Rafaela Requesens Stresses Importance of Internal Ouster for Maduro
Rafaela Requesens, a student leader and sister to jailed opposition legislator Juan Requesens, spoke today in an interview published in El Pais about the importance of defeating the Maduro regime from within.
Requesens told the newspaper that she is certain that “the Maduro government will fall”, and that she is concerned about the future of a post-Maduro Venezuela. Requesens believes that chavismo will not disappear simply by removing Maduro from power, which is why she considers it vital that the opposition work to court “officials and middle-level [politicians]” who do not agree with Maduro’s leadership.
For Requesens, the opposition’s path forward is clear:
The opposition must break Maduro from inside the regime.
State TV Airs Rare Rebuke of Economic Policy
Venezolana de Television (VTV), a state-owned television network, aired a rare rebuke of the economic situation in the country today during a show called Zurda Konducta.
One of the show’s hosts, Llafrancis Colina, expressed discontent with the overall economic panorama in Venezuela, and in particular the fact that Christmas bonuses–which are ubiquitous in Venezuela–can hardly be used to purchase anything, given the fact that the country has the highest inflation rate on the planet.

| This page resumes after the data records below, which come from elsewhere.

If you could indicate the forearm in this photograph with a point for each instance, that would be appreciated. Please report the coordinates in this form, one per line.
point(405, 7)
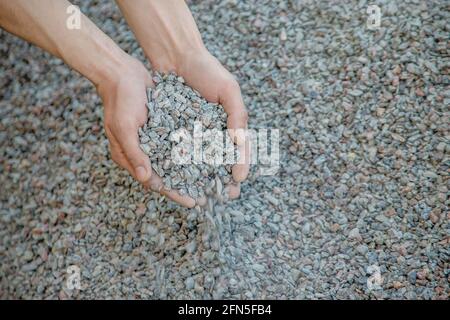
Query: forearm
point(165, 30)
point(43, 22)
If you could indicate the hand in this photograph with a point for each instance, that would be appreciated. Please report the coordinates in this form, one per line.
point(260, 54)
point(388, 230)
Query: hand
point(124, 100)
point(204, 73)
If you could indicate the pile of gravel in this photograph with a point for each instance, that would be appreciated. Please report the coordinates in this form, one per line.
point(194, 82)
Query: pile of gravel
point(191, 161)
point(363, 182)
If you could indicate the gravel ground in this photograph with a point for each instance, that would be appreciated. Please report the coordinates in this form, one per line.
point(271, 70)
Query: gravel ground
point(363, 180)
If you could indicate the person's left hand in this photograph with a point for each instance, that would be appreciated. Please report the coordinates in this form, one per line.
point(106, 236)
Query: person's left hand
point(205, 73)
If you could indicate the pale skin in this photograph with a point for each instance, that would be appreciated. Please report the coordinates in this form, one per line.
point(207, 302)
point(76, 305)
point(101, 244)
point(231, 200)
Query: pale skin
point(171, 41)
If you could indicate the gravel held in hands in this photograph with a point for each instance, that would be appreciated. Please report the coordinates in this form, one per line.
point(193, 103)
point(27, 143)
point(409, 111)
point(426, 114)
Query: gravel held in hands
point(363, 182)
point(189, 160)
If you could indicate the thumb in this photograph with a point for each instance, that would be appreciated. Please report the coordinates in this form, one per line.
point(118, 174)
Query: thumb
point(231, 99)
point(138, 160)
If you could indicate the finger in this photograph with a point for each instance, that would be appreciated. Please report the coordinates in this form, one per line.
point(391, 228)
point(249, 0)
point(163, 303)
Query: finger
point(202, 201)
point(118, 156)
point(185, 200)
point(155, 183)
point(232, 102)
point(241, 169)
point(127, 137)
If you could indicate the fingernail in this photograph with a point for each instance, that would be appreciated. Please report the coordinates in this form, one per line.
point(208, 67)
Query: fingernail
point(141, 174)
point(240, 137)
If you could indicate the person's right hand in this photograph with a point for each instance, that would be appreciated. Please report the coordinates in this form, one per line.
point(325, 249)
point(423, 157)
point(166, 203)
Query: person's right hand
point(124, 99)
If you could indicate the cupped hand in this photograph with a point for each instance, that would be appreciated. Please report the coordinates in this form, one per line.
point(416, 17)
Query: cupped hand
point(125, 111)
point(205, 73)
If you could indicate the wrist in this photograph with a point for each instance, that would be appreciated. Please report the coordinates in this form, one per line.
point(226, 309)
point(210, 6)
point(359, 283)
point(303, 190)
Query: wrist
point(167, 58)
point(119, 71)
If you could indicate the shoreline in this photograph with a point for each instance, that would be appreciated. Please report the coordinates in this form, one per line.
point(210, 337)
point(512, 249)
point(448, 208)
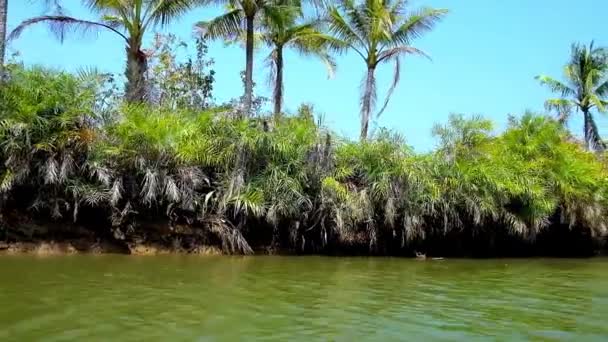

Colina’s comments also include a critique of what she calls “QuesoToday” (CheeseToday) and “JamonToday” (HamToday), a take on the famous DolarToday website that was used for years by Venezuelans to check the price of foreign currency on the black market. Colina’s criticism appears to be that rather than checking the price of foreign currency daily, Venezuelans are now checking the price of basic goods like ham and cheese to determine the worth of their currency.
Below, Colina’s comments along with my translation:
Colina: … and in some business they’re already paying the Christmas bonuses. They’re not enough to buy anything.
The new economic index is QuesoToday and JamonToday because the price–a kilogram of cheese is what is a dollar is worth. What’s that all about?
Man: That’s right.
Colina: And people are so shameless. Go to a mall in Caracas–CityMarket, El Recreo–the people from Takri, who look like they have a magical [unintelligible] because they accept dollars and go “Pay me here like this, and I’ll give you change like that, and the receipt is in Bolivares”–that’s how it is.
You take a look around and say, “What happened here”? People are saying “Where is the government”? What happened to us, to the state? It feels like we’re letting ourselves get squashed.
Zurda Kondukta is a political commentary show that is aimed at young adults.
Note: I will be traveling all day tomorrow, and will likely be unable to write a daily update.